RDBSS crashes on Win 10 Anniversary Update

NTFSD
1

I hope somebody from Microsoft monitors this list.

Win 10 Anniversary Update introduces major problems with RDBSS.sys, particularly with RDP redirector. These include BSODs and hanging on requests processing. I found that some of the problems have been already reported to MS.

Below is one of the scenarios that results in BSOD. The system was newly installed Windows 10.0.10240.9 amd64fre , i.e. this is a prerelease but the release exhibits the same behavior as far as I know.

  1. Install FAR Manager in Win 10 ( it has nothing to do with FAR, it crashes w/o FAR, FAR just helps to reproduce the problem ).
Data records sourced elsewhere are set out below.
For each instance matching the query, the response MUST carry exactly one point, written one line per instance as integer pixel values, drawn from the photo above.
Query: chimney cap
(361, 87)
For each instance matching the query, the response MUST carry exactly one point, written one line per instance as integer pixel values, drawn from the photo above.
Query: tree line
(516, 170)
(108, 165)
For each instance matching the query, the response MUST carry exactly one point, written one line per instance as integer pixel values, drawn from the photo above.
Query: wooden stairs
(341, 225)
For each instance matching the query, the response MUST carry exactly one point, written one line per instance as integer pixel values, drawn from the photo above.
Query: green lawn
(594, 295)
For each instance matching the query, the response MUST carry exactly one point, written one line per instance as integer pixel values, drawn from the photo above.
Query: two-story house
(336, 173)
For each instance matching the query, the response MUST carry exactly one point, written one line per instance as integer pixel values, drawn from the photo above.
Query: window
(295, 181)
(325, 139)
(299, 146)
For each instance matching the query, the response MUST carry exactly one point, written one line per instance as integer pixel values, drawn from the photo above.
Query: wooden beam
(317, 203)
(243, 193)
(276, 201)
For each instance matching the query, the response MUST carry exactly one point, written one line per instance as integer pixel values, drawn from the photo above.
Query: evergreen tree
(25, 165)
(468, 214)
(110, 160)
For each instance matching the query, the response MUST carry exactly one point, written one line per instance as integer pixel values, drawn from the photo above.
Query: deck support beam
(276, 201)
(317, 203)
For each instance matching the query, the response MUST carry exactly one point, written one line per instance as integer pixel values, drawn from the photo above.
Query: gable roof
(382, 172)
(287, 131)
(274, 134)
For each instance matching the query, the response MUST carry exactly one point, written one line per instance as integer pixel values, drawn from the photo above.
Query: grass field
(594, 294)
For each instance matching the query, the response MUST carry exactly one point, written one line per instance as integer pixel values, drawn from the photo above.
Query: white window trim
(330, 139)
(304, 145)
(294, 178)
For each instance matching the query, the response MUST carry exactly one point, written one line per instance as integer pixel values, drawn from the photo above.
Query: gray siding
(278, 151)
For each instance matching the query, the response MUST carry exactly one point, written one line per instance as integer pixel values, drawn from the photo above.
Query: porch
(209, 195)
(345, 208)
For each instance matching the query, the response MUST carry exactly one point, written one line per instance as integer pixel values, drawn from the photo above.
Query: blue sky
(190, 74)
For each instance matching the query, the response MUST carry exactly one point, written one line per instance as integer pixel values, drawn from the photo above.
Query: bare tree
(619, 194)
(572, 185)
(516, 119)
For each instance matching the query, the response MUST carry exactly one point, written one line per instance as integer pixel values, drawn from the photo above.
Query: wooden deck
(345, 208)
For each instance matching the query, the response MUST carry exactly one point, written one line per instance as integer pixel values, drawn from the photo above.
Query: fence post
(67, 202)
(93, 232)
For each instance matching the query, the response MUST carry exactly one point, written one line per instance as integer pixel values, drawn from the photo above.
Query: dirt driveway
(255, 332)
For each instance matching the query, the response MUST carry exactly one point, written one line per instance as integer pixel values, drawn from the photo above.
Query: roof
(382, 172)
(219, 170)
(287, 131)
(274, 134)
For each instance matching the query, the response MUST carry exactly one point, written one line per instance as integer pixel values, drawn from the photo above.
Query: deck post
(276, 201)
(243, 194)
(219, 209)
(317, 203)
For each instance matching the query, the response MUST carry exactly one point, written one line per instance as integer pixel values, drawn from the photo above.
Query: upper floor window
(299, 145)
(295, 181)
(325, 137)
Notice FAR doesn’t contain any kernel mode components.
  2. Connect to Win 10 by RDP with local disks mapped to a remote session.
  3. Navigate to a remote drive by entering “cd \tsclient\G” ( G is a drive letter, yours might be different )
  4. Browser folders on the drive.
  5. Systems crashes while folders are opened for browsing.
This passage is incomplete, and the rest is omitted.